Interview with David Coe of FIBI Manhattan Beach

By Christina Suter on May 28, 2016 at 06:26 PM in Real Estate Issues
Interview with David Coe

FIBI (For Investors By Investors) is a real estate and business related networking group without the sales pitch. The group was originally started to create a venue where investors and business owners could learn from other investors, help each other, and not get sales pitches for books, tapes, or the program of the month. 

David Coe is is the founder of Freedom Growth, a company that specializes in real estate investing through self-directed IRAs. As a seasoned real estate agent and investor, David was first introduced to self-directed IRAs while desperately seeking a better way to save for his own retirement. Stunned by the opportunities that self-directed IRAs allowed, David devoted years to mastering the nuances of what is, and more importantly isn’t, possible with this type of investing. Freedom Growth is committed to helping individuals and small business owners around the country build truly diversified retirement portfolios with real estate.

David says that although real estate is unpredictable he loves putting a real estate deal together and he loves that real estate has a defined beginning and end. He says that although there are 'the sharks' in the real estate business, the majority of the people in the industry he's found to be good people and FIBI has allowed him to meet and work with many of the people who have great intentions. 

Education without execution strategy is useless; real estate is a team sport, it requires a team.

I asked David what it was about real estate that has allowed him to find or fulfill his purpose?

He says that as a realtor and investor he has defined his big 'why' (why he's doing something) and because his children and wife are his priority, both of those positions allow him to feel fulfilled. He enjoys being able to control his own calendar and schedule and the flexibility that comes with real estate that you don't get in the corporate world. He also enjoys the diversity of the industry and he is able to position himself as an expert in various areas of real estate. Beyond the freedom and time, David says that the financial freedom has allowed him to do work with nonprofits organizations, including his own, as well as being able to spend time investing back in his community.

Why be a FIBI chapter leader?

David said he and his wife started into real estate blindly and as they continued, he attended a real estate investment club and although he received some good information, there was mostly people there to sell him something. The meeting/environment wasn't conducive to learning or meeting people and someone suggested he check out FIBI Santa Monica and the high minded conversation and lack of sales pitches hooked him. He says he basically got his real estate MBA in the two years he attended because of the amount of good information he'd learned and after a while he decided to open his own FIBI chapter.

How do you run your chapter meeting?

Manhattan Beach's meetings are run by Matt Owens and David and they liked the idea of having FIBI unplugged. Instead of a speaker showing up with a canned presentation, they run a monthly panel. They pick a topic and find people who are in the industry and can speak on that topic. People come and share their experience and answer questions instead of coming with a prepared speech. As moderators, Matt and Dave ask questions and they encourage the attendees to ask questions as well. They like the organic, free flowing feel that a panel allows and they as moderators steer the conversation.

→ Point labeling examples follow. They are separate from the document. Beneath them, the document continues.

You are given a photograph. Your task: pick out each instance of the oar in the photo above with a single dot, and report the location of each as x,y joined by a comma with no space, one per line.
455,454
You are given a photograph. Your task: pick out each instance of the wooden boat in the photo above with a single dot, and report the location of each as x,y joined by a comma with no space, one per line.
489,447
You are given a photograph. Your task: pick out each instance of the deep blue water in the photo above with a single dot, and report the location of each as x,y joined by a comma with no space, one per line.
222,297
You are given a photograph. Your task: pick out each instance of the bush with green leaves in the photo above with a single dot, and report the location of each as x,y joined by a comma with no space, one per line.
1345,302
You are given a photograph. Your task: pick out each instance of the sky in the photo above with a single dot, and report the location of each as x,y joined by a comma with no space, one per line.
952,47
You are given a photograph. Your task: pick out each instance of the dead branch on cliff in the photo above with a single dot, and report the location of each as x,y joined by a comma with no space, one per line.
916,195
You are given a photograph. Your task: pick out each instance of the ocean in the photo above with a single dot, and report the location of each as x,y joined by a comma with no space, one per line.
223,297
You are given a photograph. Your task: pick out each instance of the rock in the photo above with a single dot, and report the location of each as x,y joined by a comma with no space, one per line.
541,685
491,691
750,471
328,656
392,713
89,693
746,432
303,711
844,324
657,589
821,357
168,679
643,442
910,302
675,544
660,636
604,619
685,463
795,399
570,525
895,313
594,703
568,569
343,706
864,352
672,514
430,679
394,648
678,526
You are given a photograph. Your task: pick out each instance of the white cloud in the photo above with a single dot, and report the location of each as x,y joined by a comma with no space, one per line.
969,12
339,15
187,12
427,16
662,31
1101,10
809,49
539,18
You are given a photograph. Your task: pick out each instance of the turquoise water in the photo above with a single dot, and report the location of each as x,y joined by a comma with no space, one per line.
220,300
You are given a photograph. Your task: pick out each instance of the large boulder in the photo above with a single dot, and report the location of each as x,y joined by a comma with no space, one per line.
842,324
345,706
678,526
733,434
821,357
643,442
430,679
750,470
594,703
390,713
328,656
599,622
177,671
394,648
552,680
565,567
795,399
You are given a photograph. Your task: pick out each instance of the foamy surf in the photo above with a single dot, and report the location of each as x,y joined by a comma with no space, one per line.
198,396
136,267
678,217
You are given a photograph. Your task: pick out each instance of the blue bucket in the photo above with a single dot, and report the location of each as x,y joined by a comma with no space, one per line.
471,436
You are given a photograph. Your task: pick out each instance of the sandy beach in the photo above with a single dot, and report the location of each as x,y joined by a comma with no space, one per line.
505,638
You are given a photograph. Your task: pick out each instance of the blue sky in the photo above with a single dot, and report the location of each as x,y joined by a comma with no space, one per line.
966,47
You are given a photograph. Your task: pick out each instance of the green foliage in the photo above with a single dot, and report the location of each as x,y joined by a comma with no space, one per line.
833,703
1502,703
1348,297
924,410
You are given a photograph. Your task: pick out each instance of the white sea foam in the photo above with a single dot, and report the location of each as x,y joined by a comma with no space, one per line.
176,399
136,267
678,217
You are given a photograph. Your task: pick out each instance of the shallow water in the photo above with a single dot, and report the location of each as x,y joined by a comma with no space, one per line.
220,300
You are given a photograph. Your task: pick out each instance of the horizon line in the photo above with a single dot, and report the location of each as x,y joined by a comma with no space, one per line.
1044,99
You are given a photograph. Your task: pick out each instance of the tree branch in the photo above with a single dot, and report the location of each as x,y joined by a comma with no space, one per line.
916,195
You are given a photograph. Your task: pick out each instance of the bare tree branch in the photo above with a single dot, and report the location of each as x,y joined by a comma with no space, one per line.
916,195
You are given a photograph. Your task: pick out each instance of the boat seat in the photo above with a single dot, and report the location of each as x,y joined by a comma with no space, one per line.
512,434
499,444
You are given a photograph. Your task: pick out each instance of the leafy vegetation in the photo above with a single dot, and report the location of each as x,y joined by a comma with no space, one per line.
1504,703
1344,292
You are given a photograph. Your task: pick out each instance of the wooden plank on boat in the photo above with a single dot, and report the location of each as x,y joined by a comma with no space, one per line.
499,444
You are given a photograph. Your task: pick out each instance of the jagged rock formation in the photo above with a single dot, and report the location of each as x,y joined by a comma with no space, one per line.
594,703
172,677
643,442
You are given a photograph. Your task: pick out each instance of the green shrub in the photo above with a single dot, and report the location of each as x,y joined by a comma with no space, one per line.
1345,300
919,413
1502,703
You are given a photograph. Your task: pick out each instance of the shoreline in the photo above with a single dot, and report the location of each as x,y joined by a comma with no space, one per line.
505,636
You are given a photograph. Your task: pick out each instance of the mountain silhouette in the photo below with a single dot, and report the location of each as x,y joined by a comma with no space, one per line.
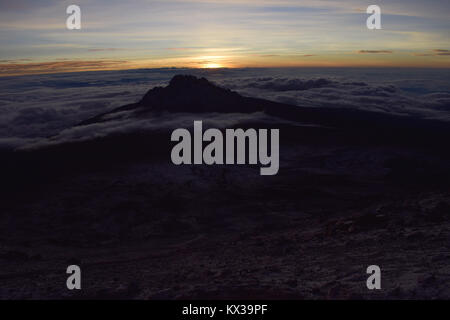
189,94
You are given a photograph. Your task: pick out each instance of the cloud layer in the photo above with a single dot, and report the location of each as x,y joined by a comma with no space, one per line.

There's a lot of time put into a two-hour monthly meeting and David says they do it because they love giving back. He said he wishes he'd of found FIBI 11 years ago when he first started instead of 4 years in and he wants other people to have a better experience than he did when he first started. David says that every month he also gets an education and it's the best way to make sure he is continually learning and networking. 

David says that having a panelist exposes him to three times the education and he says it's easier to bring people in and have them speak on something they're experts in and that he enjoys the three-expert format better than one. 

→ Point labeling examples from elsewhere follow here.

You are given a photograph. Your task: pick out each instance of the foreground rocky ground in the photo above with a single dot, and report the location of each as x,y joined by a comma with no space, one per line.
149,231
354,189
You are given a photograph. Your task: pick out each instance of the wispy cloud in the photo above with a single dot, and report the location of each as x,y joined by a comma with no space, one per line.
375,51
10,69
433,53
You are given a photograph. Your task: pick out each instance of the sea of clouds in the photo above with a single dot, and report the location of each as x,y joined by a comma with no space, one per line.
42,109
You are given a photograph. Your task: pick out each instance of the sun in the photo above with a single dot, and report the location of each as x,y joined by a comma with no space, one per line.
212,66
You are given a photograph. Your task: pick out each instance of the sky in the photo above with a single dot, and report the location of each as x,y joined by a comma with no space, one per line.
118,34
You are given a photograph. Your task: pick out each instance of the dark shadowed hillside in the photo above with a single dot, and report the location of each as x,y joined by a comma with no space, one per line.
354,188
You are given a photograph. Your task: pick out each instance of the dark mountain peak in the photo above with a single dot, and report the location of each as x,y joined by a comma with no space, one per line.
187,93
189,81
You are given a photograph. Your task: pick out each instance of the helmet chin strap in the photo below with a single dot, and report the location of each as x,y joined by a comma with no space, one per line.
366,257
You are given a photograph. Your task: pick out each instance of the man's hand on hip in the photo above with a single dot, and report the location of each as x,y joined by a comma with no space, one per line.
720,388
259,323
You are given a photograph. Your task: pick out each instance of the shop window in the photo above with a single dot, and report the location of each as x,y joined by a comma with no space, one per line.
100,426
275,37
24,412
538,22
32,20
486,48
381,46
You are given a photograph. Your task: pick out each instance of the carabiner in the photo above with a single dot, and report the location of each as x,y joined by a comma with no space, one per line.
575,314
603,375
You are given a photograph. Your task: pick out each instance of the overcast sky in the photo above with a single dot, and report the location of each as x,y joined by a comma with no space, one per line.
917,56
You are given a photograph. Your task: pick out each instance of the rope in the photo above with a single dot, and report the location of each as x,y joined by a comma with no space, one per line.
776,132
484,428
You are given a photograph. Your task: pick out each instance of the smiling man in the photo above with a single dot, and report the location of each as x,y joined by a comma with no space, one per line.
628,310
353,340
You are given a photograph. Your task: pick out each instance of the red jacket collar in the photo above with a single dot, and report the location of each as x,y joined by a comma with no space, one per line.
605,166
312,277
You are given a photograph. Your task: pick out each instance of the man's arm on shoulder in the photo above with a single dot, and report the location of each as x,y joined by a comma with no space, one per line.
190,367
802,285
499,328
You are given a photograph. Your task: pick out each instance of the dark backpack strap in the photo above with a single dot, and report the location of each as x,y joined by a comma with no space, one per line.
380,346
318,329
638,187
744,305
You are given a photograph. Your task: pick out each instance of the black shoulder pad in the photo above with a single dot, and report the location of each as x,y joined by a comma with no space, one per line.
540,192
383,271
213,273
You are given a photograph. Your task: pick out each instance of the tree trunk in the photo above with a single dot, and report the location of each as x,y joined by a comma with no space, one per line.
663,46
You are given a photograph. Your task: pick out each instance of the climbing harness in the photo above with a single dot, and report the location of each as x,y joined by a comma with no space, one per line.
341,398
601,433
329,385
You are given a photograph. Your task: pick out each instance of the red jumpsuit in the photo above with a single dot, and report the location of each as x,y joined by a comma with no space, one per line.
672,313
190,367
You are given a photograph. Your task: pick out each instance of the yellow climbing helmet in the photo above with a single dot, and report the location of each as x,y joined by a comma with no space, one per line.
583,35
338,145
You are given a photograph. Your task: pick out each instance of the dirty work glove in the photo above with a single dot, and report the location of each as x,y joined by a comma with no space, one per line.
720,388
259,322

David says that every investment in the world is right for someone and wrong for someone else. The same is true with FIBI, for example they had 3 panelists recently, one who fixed and flipped 4 properties a month, a panelist who did higher end properties, like one to two properties per year, and then someone who lended to people who fixed and flipped. As an audience member, there's a range of information you get exposed to when there are panels versus one speaker.

David's FIBI meeting is held the 2nd Tuesday of each month at the Manhattan Beach country club with registration beginning at 6:30.